Stuart's father, the Scotsman David Stuart, was among the supporters of Charles Edward Stuart ("Bonnie Prince Charlie") as king of Great Britain. Soon after the Prince's army lost the Culloden (1746), David immigrated to America.[2] He settled in then vast Augusta County, Virginia on the Shenandoah River, some distance from the town of Staunton.

Career

At the age of twenty, John Stuart was among the Augusta County residents who ventured west in 1769 to explore the wilderness of the Greenbrier Valley and survey for European settlers. The following year he built the first mill in present-day Greenbrier County, at Frankford. In 1774, he led a company of Greenbrier troops in the Battle of Point Pleasant at the confluence of the Kanawha and Ohio Rivers. On 18 November 1776, he married Agatha Lewis (1753-1836), daughter of lawyer, surveyor and Virginia pioneer Thomas Lewis (1718–1790) and granddaughter of Virginia pioneer John Lewis (1678–1762).[3] In 1777, Stuart — then at Fort Randolph, which had just been built on the site of the Battle of Point Pleasant — witnessed the slaughter of four Indians including the Shawnee Chief Cornstalk who had been there to explain the Shawnee attitude toward the British and Americans. (Cornstalk's own desire was for peace but the young Shawnee youth wanted war.) These murders by a mob were denounced by Patrick Henry and the Continental Congress.

In 1778, Stuart was commander of troops when the last Indian raid on Fort Donnally, near Lewis Spring (Lewisburg), occurred. (Lewisburg was named for Agatha's uncle, Andrew Lewis [1720–1782].) He was among the city of Lewisburg's first trustees and in 1780 he became the county's first clerk, leaving many historic records behind. (His first office in Lewisburg—in his own yard—is still standing.) He attended the 1788 Virginia Ratifying Convention and advocated ratification of the U.S. Constitution.

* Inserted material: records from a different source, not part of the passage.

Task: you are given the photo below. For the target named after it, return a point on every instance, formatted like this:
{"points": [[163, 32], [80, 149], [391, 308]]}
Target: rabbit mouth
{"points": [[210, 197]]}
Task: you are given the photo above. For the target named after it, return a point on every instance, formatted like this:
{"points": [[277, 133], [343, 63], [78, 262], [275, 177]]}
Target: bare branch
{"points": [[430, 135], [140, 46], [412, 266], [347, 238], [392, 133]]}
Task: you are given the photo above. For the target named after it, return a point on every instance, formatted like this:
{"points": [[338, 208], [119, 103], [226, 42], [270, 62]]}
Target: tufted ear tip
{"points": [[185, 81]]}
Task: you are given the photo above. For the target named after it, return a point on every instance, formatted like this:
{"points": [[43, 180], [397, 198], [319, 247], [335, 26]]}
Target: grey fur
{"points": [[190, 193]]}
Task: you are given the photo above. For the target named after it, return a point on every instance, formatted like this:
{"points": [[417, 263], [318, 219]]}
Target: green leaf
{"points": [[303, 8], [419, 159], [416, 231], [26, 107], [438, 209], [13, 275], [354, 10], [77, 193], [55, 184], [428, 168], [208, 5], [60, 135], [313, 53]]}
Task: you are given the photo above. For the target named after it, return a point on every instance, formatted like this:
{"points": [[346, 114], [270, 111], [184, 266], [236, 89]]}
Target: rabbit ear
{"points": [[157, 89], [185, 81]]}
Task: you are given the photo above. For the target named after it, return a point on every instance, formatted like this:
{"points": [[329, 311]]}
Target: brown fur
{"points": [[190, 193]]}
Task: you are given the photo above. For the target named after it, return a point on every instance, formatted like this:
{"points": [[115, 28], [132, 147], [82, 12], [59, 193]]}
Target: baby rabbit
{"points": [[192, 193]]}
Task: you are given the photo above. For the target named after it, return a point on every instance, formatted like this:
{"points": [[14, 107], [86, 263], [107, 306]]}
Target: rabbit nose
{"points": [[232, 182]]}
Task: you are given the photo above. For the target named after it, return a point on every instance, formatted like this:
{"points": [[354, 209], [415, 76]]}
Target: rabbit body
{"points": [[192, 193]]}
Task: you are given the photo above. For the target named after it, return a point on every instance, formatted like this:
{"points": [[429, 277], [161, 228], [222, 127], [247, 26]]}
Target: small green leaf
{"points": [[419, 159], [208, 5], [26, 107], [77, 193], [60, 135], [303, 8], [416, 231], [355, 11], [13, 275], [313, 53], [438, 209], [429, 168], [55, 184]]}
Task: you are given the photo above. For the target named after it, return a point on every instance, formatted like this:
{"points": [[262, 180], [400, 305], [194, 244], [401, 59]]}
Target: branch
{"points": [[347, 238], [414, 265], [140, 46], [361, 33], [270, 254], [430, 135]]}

In 1789 Stuart built a large stone house ("Stuart Manor") at Fort Spring (which he ended up commanding and which was later called Fort Stuart) near Lewisburg. Stuart also donated land for the first county courthouse and the Old Stone Church in Lewisburg.

Stuart was a correspondent of Thomas Jefferson and in 1796 he sent Jefferson fossil bones he had obtained from a salt petre cave about five miles from his home. These specimens fascinated Jefferson and were eventually determined to be tens of thousands of years old and to represent Megalonyx jeffersonii, or Jefferson's Ground Sloth. (With his publication of his commentary,[4] Jefferson is considered to have initiated the discipline of vertebrate paleontology in the United States.)

Stuart was elected a member of the American Philosophical Society in 1797.[5]

Death and legacy

Stuart died in 1823 and is buried in the family cemetery at "Stuart Manor" with his wife.

References

  1. ^ Rice, Otis K. and Stephen W. Brown (1993), West Virginia: A History, 2nd edition, The University Press of Kentucky, pg 78.
  2. ^ Cole, Joseph R. (1917), History of Greenbrier County; Lewisburg, West Virginia (Reprinted in 1998 by Higginson Book Co), pp 51-60.
  3. ^ Gravestone Inscription
  4. ^ Jefferson, Thomas, "A Memoir on the Discovery of Certain Bones of a Quadruped of the Clawed Kind in the Western Parts of Virginia", Read before the American Philosophical Society, March 10, 1797.
  5. ^ "APS Member History". search.amphilsoc.org. Retrieved 2021-03-31.

Works

  • Stuart, John (1799; 1st published in 1833), Memoir of Indian Wars and Other Occurrences by the Late Colonel Stuart of Greenbrier (Reprinted in 1970 by Ayer Company Publishers [68 pgs] with Charles A. Stuart as editor; Series: Eyewitness Accounts of the American Revolution, No. 3), this memoir includes an account of the Battle of Point Pleasant and of Cornstalk's murder.